Opioids might be necessary medication for some patients with acute pain after an injury, surgery, or where there is severe back strain, but patients often need short-acting medication.
In cases of patients with injuries that cause chronic pain, case managers can assist in getting them treatment to alleviate their pain to a tolerable level — without opioids, Fraser says.
In some states, pain relief might involve cannabis. Chronic pain patients also could benefit from massage, acupuncture, TENS units, and heat therapy.
“These are all viable alternatives,” Fraser says. “The goal is not to eliminate opioids completely, but to decrease the amount of opioids taken.”

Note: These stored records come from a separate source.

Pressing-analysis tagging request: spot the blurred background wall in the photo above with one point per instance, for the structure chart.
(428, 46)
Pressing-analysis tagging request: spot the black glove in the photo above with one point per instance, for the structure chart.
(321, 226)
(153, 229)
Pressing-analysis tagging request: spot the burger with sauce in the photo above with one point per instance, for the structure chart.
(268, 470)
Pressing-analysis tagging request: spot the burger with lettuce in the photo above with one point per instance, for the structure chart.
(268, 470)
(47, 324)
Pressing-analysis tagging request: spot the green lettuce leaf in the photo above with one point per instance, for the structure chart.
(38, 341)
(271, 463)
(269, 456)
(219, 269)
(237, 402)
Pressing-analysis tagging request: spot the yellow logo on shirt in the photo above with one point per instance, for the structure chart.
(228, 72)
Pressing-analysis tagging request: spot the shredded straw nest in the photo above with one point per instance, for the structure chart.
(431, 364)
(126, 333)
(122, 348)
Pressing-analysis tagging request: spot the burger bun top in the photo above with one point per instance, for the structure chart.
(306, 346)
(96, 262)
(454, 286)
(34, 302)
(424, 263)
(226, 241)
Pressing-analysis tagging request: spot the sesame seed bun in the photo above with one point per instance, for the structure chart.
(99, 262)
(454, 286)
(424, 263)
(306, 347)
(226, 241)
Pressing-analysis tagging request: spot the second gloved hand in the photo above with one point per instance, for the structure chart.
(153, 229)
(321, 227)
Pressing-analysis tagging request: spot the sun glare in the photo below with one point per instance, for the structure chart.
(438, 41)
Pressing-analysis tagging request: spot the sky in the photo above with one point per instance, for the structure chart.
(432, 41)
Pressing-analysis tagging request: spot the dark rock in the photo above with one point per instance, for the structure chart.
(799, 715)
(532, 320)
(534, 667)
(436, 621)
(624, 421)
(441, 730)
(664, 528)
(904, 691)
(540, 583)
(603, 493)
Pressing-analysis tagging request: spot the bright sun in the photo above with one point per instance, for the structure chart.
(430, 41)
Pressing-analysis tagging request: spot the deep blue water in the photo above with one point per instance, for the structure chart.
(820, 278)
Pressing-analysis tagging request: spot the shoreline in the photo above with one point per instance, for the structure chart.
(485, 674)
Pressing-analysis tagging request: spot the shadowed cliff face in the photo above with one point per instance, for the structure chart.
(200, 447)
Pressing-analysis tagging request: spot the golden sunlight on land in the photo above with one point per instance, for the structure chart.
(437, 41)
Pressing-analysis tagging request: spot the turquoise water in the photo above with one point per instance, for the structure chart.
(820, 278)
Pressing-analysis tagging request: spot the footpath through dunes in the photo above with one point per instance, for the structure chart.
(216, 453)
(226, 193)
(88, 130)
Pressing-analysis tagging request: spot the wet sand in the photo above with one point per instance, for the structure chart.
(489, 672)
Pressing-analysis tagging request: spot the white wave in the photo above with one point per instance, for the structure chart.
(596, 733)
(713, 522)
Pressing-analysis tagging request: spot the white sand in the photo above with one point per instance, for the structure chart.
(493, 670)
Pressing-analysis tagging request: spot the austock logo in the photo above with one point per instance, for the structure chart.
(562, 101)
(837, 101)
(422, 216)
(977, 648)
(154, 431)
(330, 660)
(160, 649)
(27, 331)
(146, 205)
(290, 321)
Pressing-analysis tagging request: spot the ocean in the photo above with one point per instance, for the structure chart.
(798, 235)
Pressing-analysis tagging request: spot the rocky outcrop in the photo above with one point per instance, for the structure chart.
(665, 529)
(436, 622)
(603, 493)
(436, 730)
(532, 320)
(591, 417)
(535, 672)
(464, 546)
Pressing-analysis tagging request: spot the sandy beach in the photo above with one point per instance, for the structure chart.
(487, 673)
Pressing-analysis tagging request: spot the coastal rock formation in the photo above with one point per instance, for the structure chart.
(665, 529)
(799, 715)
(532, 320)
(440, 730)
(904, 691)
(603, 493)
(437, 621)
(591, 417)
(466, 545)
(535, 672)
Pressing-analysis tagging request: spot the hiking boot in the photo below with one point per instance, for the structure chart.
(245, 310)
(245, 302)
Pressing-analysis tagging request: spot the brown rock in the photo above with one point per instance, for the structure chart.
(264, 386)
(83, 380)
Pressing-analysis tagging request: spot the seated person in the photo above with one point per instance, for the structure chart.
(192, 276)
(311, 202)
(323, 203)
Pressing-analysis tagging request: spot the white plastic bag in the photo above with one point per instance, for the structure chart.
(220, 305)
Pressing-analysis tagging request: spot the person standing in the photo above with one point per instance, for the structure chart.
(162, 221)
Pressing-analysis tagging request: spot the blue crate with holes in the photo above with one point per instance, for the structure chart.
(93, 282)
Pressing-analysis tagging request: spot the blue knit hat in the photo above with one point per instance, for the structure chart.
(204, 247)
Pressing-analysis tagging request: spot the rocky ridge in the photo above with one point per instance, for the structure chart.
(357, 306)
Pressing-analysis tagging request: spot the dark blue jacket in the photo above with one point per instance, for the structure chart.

Case managers can help patients reduce opioid use by working closely with physicians and pharmacists to monitor patients’ prescriptions from all prescribers. For instance, a patient might receive an opioid prescription from a surgeon, and psychotropic medications from another physician. Some combinations could lead to an overdose, and neither doctor knows about the other’s prescriptions, she explains.
“Case management can do medication reconciliation, to make sure everybody is on the same page,” Fraser says.
While electronic medical records are helping prevent this problem, they’re still not integrated across many hospitals, pharmacies, and different systems. “It’s still a huge problem,” she says.
Case managers also can take the lead in educating patients about the dangers of opioids. They can find patient and opioid use information online at the National Institute on Drug Abuse website: http://bit.ly/2uHqU4N.
Also, CMSA provides some education about case management and the opioid epidemic.
“We’re trying to support the effort to stop or reverse the effects of this widespread, out-of-control aspect of the opioid epidemic,” Fraser says.